Laurent looked around, expecting to see the donkey tethered to a nearby tree. The quijote's long melancholy face broke into a smile when he noticed this, and even his mustaches quivered in mirth.
"You'll not find the donkey by looking around," he said. "I have him safely here, where he can't get away."
The quijote unbuckled one of the capacious saddlebags strapped to Rocinante's side. From it he removed piece after piece of sheet metal which he attached to each other by screws already set loosely in place. Removing more parts from the saddlebag, he set in legs, and then a sheet metal donkey head in two pieces which fit neatly together. To this he added a little sealed-unit brain. Next came the radar-sensitive ears. Fishing deep in the saddlebag, he found a small motor which he set into place on mounts in the creature's chest. Then he connected the color-coded wires. He closed the chest cavity with a metal plate, and pressed a button on the donkey's forehead. It came to life at once, made a donkey-like braying sound, then stood by docilely, waiting to be mounted.
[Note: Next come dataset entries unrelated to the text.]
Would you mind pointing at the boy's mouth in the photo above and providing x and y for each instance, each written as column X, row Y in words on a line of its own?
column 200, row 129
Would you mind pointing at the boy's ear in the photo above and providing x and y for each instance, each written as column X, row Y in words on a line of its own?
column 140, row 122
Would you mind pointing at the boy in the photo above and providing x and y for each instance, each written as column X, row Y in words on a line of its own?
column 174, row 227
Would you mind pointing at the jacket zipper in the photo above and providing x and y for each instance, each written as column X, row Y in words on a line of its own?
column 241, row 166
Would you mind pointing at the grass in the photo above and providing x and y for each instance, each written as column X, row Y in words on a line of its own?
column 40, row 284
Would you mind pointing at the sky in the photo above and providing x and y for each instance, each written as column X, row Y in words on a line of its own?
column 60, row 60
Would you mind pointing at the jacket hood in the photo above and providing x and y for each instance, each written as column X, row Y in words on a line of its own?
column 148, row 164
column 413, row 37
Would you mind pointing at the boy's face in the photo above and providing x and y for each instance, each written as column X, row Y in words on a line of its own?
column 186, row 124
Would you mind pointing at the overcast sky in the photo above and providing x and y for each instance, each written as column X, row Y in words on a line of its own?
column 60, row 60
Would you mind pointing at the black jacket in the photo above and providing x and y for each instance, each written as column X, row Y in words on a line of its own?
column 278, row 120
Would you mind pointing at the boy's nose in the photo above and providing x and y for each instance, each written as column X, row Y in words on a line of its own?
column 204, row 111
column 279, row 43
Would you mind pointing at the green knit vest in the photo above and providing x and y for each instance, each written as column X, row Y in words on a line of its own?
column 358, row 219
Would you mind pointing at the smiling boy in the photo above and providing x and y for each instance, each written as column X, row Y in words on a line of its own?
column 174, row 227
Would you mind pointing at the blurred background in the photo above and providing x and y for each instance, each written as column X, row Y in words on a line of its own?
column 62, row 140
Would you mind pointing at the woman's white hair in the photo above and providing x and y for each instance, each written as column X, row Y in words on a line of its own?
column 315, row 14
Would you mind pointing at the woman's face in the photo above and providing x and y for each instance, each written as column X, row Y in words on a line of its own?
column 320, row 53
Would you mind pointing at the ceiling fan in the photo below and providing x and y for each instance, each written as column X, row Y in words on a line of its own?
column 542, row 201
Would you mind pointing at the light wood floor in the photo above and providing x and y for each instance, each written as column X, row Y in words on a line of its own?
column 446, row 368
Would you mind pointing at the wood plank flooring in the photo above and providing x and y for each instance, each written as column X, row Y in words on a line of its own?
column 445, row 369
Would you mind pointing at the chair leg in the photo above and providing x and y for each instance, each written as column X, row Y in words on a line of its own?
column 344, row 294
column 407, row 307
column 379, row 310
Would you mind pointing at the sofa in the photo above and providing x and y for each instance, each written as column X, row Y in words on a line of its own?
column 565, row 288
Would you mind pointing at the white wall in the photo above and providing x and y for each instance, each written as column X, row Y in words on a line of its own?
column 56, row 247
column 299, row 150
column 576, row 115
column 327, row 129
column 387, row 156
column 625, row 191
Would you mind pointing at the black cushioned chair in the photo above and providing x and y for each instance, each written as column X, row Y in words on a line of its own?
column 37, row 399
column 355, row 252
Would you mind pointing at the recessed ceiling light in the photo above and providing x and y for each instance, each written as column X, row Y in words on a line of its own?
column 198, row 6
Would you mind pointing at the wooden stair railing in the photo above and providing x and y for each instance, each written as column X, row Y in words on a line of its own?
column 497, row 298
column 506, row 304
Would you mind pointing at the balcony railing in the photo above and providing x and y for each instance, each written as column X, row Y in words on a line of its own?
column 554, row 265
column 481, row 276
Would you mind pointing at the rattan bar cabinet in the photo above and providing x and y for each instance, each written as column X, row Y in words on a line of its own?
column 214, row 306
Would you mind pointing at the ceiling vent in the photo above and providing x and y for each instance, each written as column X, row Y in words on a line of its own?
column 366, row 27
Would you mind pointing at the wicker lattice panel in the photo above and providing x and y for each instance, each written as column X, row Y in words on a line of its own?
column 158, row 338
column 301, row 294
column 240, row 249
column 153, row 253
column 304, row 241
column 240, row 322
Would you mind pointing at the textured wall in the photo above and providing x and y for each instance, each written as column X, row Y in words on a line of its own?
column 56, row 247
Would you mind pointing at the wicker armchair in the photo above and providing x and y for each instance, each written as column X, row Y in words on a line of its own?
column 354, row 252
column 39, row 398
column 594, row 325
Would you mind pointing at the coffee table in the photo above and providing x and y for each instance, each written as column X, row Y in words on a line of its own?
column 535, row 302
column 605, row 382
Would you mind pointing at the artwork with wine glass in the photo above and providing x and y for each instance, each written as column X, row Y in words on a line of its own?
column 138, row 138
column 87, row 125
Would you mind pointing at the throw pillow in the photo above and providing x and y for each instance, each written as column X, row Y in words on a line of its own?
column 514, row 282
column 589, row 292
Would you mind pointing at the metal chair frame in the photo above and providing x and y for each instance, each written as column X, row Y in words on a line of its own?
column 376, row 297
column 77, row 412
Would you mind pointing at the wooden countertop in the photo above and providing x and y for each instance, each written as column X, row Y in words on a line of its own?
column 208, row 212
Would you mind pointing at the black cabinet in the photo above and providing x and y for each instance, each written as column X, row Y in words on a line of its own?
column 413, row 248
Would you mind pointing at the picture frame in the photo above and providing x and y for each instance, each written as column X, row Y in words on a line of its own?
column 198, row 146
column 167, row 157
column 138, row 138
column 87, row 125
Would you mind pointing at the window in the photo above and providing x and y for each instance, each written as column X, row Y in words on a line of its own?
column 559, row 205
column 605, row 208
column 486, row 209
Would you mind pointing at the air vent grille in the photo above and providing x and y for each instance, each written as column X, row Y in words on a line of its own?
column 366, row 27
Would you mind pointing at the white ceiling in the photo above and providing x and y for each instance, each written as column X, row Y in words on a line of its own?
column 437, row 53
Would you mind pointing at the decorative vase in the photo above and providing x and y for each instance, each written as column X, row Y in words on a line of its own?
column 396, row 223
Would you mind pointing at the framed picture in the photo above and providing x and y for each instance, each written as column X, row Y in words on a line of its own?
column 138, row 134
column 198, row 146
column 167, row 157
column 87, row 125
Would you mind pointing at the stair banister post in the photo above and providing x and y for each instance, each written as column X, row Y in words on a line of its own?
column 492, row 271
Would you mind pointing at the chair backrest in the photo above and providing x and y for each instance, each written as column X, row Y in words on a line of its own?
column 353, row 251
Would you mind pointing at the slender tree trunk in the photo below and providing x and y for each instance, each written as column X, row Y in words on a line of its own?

Laurent and the quijote went bouncing merrily along through the green forest, the Don on Rocinante, Laurent on Sancho's mechanized donkey. It was a beautiful summer day. Birds twittered overhead, there was a light warm breeze, and Laurent found it difficult to contemplate danger on a day like this.
The day darkened as they proceeded among the trees, following a faint path. The future of the day seemed to be foreshadowing itself. Little creatures, squirrels with large tufted ears, peeked out at them. They looked natural enough, but Laurent soon noticed they were mechanical creatures in squirrel skins. Through gaps in the canopy cover, Laurent could peer upward and noticed that the sky had turned a hazy blue, and there were faint thin white lines across it, like construction lines on a blueprint.
After this the soil firmed up again, and they skirted around a region of thin, whiplike plants, that reached out for them with flexible branches like tentacles.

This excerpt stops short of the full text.